Table 3. Truth table of the TAPC decoder outputs for the BIST process

- **8.** Load the IR with the BIST-BSR instruction. This connects the BSR between TDI and TDO, and grants pin-permission.
- 9. The signature, generated in the BIST BSR output cells, needs to be shifted out at the SHIFT\_DR state. While this is happening, the logic values, driven to the output pins, are controlled by the BIST BSR primary output cells so that known safe values are held during the BIST process.

#### In the second test session:

- **10.** Load the IR with BST instruction. This connects G1 and G2 between TDI and TDO, and grants pin-permission.
- **11.** Shift the initial seeds into G1 and G2 at the SHIFT\_DR state.
- **12.** Go to the RUN-TEST/IDLE state. In this state, control signal *B1\_BILBO* goes low and *B2\_BILBO* goes high to configure G1 as an MISR and G2 as a PETPG. Stay in this state for the required number of clock cycles.
- **13.** When the FSM leaves this state, the signature generated in G1 needs to be shifted out at the SHIFT\_DR state.
- 14. Go to the TEST-LOGIC-RESET state and halt the test.

## 4. SINGLE-CLOCK TEST APPROACH

In the single-clock test approach, all boundary scan cells are clocked by TCK (Test Clock). All registers in the system (core) logic are clocked by  $Chip\_CK$  in the normal mode and by TCK in the test mode.  $Chip\_CK$  and TCK are asynchronous clocks. Fig. 17 illustrates the clock distribution.
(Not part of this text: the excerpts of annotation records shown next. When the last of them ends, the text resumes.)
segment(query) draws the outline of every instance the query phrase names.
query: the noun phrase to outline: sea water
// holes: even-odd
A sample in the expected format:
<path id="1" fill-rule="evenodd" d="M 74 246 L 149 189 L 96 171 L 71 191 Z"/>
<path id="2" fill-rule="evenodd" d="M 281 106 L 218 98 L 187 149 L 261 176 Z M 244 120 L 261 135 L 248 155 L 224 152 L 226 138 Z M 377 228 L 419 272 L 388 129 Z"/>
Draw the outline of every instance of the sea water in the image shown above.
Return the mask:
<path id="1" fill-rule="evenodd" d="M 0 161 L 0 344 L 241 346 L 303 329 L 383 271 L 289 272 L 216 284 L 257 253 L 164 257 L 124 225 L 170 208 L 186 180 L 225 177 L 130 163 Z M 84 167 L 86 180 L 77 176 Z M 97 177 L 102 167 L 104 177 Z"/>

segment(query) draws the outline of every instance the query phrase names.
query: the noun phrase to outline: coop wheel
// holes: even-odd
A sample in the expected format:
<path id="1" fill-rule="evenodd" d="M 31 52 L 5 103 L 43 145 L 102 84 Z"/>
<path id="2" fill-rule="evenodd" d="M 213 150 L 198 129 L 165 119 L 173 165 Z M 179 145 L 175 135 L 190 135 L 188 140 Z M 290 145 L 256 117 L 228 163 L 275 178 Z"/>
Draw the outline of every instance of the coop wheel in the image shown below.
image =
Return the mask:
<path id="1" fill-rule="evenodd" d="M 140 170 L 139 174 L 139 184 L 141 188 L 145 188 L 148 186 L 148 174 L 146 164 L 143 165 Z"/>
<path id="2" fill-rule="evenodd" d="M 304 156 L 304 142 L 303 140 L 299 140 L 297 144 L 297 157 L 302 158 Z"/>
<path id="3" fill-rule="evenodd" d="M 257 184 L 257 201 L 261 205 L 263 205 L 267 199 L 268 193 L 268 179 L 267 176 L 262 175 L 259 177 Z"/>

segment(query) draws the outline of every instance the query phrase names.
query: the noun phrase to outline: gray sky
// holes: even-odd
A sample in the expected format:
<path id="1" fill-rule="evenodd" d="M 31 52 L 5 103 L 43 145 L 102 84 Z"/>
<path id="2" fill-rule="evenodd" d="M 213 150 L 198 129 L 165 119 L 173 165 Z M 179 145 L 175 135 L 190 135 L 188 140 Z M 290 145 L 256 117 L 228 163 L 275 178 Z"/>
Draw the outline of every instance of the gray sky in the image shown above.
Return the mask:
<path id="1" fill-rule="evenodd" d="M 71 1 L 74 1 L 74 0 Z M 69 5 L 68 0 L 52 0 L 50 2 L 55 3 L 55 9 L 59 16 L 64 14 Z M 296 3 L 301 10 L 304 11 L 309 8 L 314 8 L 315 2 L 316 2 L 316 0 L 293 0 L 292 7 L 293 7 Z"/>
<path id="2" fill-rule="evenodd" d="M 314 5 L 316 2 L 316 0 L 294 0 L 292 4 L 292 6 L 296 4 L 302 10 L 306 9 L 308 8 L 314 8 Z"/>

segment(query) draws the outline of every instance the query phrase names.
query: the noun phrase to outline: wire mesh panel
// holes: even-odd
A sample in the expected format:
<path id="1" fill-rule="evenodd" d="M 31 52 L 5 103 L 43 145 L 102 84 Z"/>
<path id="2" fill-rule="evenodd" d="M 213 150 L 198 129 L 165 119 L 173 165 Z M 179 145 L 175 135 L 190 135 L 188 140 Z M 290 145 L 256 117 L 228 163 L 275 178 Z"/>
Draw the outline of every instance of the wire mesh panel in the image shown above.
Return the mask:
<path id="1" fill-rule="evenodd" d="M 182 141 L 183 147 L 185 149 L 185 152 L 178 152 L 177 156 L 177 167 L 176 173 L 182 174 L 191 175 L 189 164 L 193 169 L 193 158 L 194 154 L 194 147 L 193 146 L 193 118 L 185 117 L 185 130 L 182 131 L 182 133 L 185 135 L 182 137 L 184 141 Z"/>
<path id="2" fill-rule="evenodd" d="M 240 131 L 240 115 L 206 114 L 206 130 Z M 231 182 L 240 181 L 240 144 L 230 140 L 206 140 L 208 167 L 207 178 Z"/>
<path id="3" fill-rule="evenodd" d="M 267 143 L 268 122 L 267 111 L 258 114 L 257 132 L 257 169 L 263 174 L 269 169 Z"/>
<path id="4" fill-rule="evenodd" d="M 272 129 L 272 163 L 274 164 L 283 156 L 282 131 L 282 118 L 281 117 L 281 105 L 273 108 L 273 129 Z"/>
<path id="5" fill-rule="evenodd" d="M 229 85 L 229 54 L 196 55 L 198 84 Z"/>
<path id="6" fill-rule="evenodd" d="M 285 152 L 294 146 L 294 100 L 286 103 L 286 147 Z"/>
A programmable control unit, PCU, shown in Fig. 18, is designed to hold the TPG and the MISR each test pattern for at least d clock cycles, where d is the maximum sequential depth. It enables the architecture to convert the problem of

sequential circuits into one combinational block. The control of the PCU is based on SYNC instruction (user-defined instruction). It sets control signal Enable\_Sync to high and switches between the chip clock and the TCK. The address field of the SYNC instruction is loaded to the programmable counter, PC, at inputs, P0, P1, P2, P3 when both control signals Enable\_Sync, and Run-Test-Idle go high. (Control signal Run-Test-Idle is active high in the Run-Test/Idle state) These inputs represent the equivalent binary form of d. For example, for d = 3, the binary form is 0010 (d - 1 = 2), and P3, P2, P1, P0 is 1101. The carry signal, generated from PC, will be high for a clock cycle every d clock cycles. The *PC* is enabled when control signal BIST\_mode goes high. The control signals BIST\_mode\_O and BIST\_mode\_I, which feed the BIST BSR output and input cells, respectively, and HOLD\_BILBO\_in which feeds the BILBO registers, are shown in Fig. 18 and Fig. 19 (d = 16). The control signals DR\_CapShf and DR\_Shf, which feeds all BIST BSR cells, are also shown in Fig. 18. These control signals will enable the BIST BSR input/output cells and the BILBO registers to hold for d-1 clock cycles in the BIST mode. Control signal Enable\_Sync control multiplexer M1. For normal operation and before loading the SYNC instruction, the Chip\_CK feeds the system logic. When the SYNC instruction is loaded in the test mode, Enable\_Sync goes high on the falling edge of TCK. The SyEnable flag is set on the following rising edge of TCK, the DivRun flag is set on the following falling edge of TCK. Multiplexer M1 is switched to select its second channel (TCK), which feeds the system logic.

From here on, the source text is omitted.